Well sure, i will give it a go. Although, i have installed the drive as a slave on another machine and i get the same error, even though the drive is not the boot drive.

Just get an NTFS.sys blue screen on startup.

As i have said above, i have already ordered a new drive fom OcUk, so will install Windows on there as the majority of my files are on another drive for safe keeping. Its just the odd save game (BioShock i think !) and emails from the dead drive that i would like to get off. Will look at getting Spinrite later to see if it will reserect the drive.
 
Been looking into this Spinrite, looks pretty good. Whats the chances of this being able to fix the ntfs.sys problem?

My guess is that the NTFS system is encountering a bit of malformed data or some other unexpected response from the drive that it can't recover from and boom, BSOD. If the drive itself has some kind of electronics failure causing it to send odd data to the OS then Spinrite will do nothing. If it's just bad sectors then spinrite has a good-high chance of fixing whatever bit of bad data is causing the BSOD. So run the manufacturer's diagnostic first: If that reports an electronics failure you're screwed.
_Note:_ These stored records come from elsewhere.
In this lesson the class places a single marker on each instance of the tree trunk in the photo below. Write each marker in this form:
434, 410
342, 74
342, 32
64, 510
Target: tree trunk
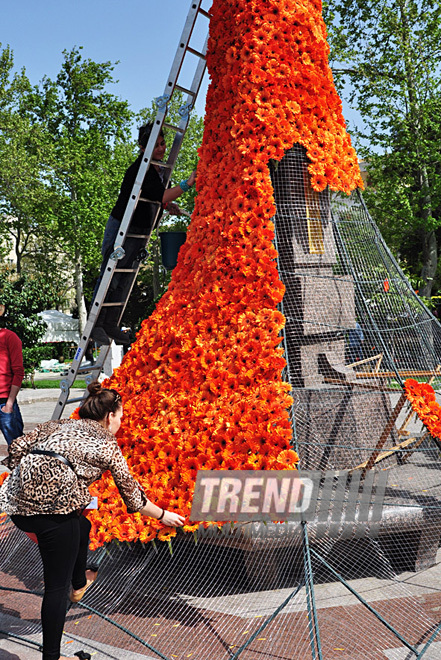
82, 312
430, 262
156, 263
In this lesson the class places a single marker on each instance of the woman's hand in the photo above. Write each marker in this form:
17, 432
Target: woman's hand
172, 519
166, 517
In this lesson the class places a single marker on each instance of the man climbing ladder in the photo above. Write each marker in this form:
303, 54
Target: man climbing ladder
109, 301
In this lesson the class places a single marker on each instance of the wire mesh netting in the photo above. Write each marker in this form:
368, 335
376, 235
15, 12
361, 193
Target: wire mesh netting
342, 586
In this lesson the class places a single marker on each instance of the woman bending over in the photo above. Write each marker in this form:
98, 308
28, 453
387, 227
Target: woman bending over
52, 467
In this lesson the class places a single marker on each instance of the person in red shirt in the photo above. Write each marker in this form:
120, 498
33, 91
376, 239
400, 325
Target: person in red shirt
11, 377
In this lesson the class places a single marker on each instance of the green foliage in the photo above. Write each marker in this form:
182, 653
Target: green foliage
385, 57
23, 298
64, 147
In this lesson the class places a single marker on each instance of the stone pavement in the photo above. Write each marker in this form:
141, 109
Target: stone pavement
38, 406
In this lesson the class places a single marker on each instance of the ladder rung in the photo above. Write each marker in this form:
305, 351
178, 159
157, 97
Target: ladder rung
81, 398
197, 53
150, 201
185, 90
177, 129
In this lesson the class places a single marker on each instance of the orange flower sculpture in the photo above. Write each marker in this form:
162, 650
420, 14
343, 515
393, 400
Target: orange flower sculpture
423, 401
202, 384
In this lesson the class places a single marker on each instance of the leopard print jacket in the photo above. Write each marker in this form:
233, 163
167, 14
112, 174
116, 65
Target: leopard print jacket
41, 484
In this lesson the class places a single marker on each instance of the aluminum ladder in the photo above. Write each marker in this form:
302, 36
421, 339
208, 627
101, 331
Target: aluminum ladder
183, 50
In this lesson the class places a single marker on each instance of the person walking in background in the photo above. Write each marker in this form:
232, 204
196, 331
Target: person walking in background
52, 467
11, 378
153, 190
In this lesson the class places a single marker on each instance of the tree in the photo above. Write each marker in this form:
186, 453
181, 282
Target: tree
86, 129
22, 192
388, 51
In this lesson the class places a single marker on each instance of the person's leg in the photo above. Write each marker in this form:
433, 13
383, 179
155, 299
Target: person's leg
58, 542
79, 570
11, 424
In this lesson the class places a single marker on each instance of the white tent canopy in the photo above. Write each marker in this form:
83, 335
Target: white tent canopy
60, 327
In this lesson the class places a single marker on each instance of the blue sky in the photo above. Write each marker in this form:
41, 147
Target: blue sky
141, 34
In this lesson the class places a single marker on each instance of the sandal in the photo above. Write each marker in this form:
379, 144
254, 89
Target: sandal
77, 596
If it's an IDE drive, make sure it's not on the same cable/channel as the boot drive. One drive can disrupt the operation of the other.

I've seen spinrite fix an NTFS.sys BSOD before (and others), though I've also seen it fail to do so. It's also fixed "Windows cannot start because [some startup file] is missing or corrupt" errors. Word of advice: run it on a spare PC. It can potentially run for days if the drive is falling to bits, but usually takes somewhere between 3-16 hours. Depends on the state of the drive. Lastly it's not possible to really predict the success of a data recovery, because you're basicly salvaging from something that's broken in either file system or hardware.